Schermerhorn, like his father and grandfather, was a commander and owner of shipping vessels trading between New York City and Charleston, South Carolina. From 1776 to 1783, during the American Revolutionary War, Schermerhorn and his family lived in Hyde Park, New York to protect their vessels from British seizure. After the war ended, the family returned to New York City, the Schermerhorn family resided at 68 Broadway.

In 1808, Schermerhorn admitted his sons Abraham and Peter to his ship-chandlery firm, which was renamed "Peter Schermerhorn & Sons."

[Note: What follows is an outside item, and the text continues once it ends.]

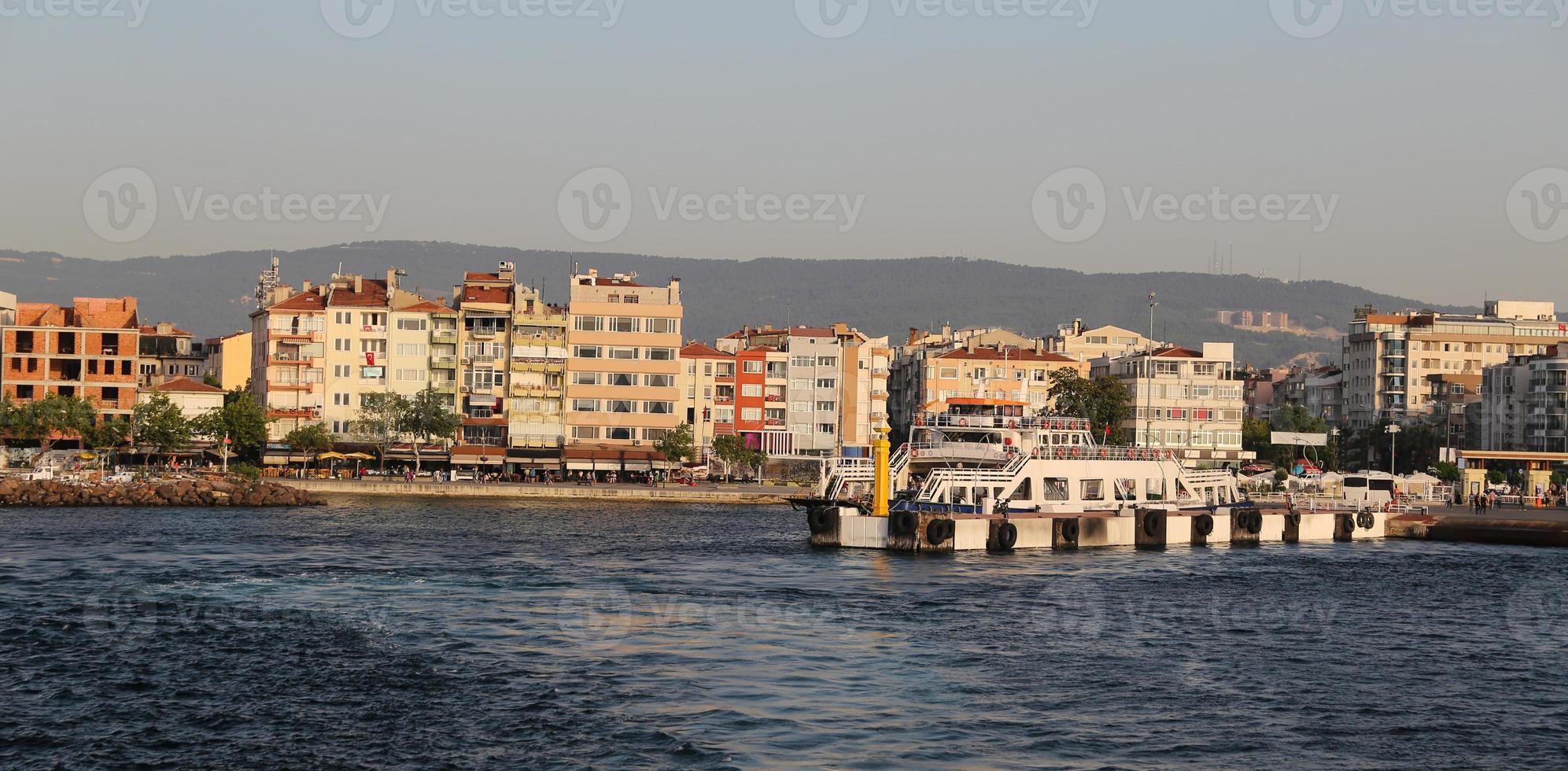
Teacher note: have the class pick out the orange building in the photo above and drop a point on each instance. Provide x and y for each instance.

In 1811, Schemerhorn built six Federal style urban counting houses on Fulton Street in Manhattan, today known as the Schermerhorn Row Block. The houses were built to serve the growing South Street Seaport. Peter also served as a governor of New York Hospital.

==Personal life==
On September 11, 1771, Schemerhorn was married to Elizabeth Bussing (1752–1809), a daughter of Abraham Bussing, a dry goods merchant, and Elizabeth (née Mesier) Bussing. Together, they were the parents of:

- John Peter Schermerhorn (1775–1831), who married to Rebecca Hodgson Stevens (1780–1815), the daughter of Gen. Ebenezer Stevens.
- Peter Schermerhorn Jr. (1781–1852), who married Sarah Jones (1782–1845), sister of Gen James I. Jones.
- Abraham Schermerhorn (1783–1850), who married Helen Van Courtlandt White (1792–1881), the daughter of Henry White and Anne (née Van Cortlandt) White.
- George Schermerhorn (b. 1785).
- Elizabeth Schermerhorn (1787–1857), who married Edward Renshaw Jones (1785–1839).
- Jane Schermerhorn (1792–1886), who married Rev. William Creighton, S.T.D.

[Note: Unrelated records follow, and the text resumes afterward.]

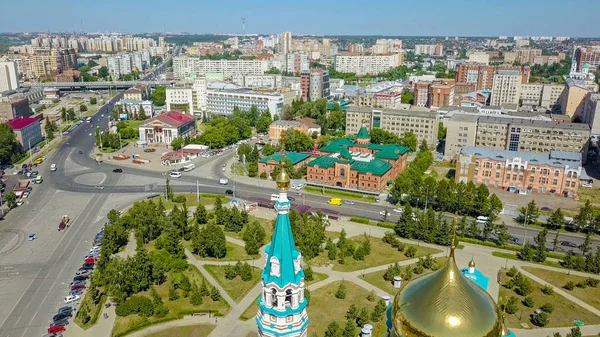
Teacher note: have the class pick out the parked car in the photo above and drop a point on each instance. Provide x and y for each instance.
(72, 298)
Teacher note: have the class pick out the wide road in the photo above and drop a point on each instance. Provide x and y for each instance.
(35, 275)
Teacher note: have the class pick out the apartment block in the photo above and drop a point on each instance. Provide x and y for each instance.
(424, 124)
(554, 173)
(184, 67)
(367, 64)
(506, 87)
(9, 76)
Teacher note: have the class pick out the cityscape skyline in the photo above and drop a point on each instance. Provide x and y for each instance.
(534, 18)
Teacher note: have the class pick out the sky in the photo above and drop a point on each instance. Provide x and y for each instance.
(574, 18)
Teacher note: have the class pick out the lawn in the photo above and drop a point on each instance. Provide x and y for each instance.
(252, 309)
(512, 256)
(234, 253)
(177, 308)
(377, 280)
(202, 330)
(236, 288)
(324, 307)
(589, 295)
(190, 200)
(563, 315)
(381, 253)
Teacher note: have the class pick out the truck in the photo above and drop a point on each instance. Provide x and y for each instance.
(64, 223)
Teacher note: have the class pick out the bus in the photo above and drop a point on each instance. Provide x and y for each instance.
(188, 167)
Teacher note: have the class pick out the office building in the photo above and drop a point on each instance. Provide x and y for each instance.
(506, 87)
(367, 64)
(554, 173)
(9, 76)
(357, 163)
(296, 62)
(28, 131)
(314, 84)
(13, 108)
(587, 55)
(424, 124)
(223, 101)
(573, 96)
(429, 49)
(189, 97)
(184, 67)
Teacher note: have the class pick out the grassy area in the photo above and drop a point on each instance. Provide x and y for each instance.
(511, 256)
(252, 309)
(177, 308)
(236, 288)
(234, 253)
(202, 330)
(590, 295)
(381, 253)
(377, 280)
(563, 315)
(190, 200)
(341, 194)
(324, 307)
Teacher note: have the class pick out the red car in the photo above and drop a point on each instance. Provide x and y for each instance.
(56, 329)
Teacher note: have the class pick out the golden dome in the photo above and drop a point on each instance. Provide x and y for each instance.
(445, 304)
(283, 180)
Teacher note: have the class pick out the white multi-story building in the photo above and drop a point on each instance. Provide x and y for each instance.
(9, 76)
(367, 64)
(506, 87)
(222, 102)
(184, 67)
(258, 81)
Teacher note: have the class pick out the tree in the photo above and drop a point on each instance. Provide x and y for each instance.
(410, 140)
(529, 214)
(254, 236)
(200, 215)
(10, 149)
(341, 291)
(540, 251)
(159, 96)
(556, 220)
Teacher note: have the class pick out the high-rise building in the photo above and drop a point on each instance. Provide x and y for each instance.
(282, 305)
(314, 84)
(9, 76)
(285, 43)
(506, 87)
(367, 64)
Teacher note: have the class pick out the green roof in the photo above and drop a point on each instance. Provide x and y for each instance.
(363, 133)
(294, 157)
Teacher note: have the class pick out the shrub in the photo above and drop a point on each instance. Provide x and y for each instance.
(548, 290)
(528, 302)
(135, 305)
(360, 220)
(540, 319)
(569, 285)
(547, 307)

Schermerhorn died in New York City on January 28, 1826.

===Descendants===
His third son Abraham had nine children, including Augustus Van Courtlandt Schermerhorn (1812–1846), who married Ellen Bayard, daughter of Sen. James A. Bayard Jr.; Elizabeth Schermerhorn (1817–1874), who married General James I. Jones; Anna White Schermerhorn (1818–1886), who married Charles Suydam; Helen Schermerhorn (1820–1893), who married John Treat Irving Jr., a nephew of Washington Irving; Katharine Elida Schermerhorn (1828–1858), who married Benjamin Sumner Welles, a descendant of Colonial Gov. Thomas Welles and Gov. Increase Sumner; and Caroline Webster Schermerhorn (1830–1908), who married William Backhouse Astor Jr., the middle son of William Backhouse Astor Sr.

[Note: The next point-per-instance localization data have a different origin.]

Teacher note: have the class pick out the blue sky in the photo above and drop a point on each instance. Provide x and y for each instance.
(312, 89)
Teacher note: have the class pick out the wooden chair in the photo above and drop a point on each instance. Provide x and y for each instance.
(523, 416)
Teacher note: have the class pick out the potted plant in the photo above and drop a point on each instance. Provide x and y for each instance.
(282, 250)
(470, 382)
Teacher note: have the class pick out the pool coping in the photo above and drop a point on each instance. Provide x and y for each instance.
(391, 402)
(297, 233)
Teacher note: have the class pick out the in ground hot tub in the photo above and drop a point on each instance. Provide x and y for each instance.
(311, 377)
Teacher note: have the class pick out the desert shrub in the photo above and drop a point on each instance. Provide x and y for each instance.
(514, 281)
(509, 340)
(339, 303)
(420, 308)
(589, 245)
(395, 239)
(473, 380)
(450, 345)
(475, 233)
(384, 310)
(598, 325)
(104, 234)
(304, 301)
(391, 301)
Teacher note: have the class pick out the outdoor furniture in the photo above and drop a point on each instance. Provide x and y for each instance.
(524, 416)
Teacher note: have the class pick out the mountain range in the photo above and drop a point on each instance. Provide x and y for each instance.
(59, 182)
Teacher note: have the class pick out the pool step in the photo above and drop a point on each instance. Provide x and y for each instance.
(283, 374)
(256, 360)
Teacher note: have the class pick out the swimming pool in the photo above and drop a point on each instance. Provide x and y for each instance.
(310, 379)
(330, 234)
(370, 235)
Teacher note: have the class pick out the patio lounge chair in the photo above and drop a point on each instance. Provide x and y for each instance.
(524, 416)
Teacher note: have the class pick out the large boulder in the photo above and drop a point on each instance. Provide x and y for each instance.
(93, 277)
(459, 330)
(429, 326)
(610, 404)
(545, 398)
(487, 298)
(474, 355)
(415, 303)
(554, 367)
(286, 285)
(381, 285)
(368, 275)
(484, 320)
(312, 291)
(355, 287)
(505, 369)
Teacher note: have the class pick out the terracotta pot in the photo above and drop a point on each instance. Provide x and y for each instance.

Through his second son, Peter Schermerhorn Jr., William Colford Schermerhorn is his grandson. Another grandson, John Jones Schermerhorn would marry a daughter of Philip Hone.

===Legacy===
In 1795, Schermerhorn and his brother Simon purchased over 150 acres in Gowanus, Brooklyn, including a home built in 1690, that they used as a family summer home. After his death, he left his son Abraham the property which he later sold around 1835 for $600 an acre, (totaling $102,000) and which Green-Wood Cemetery was built on.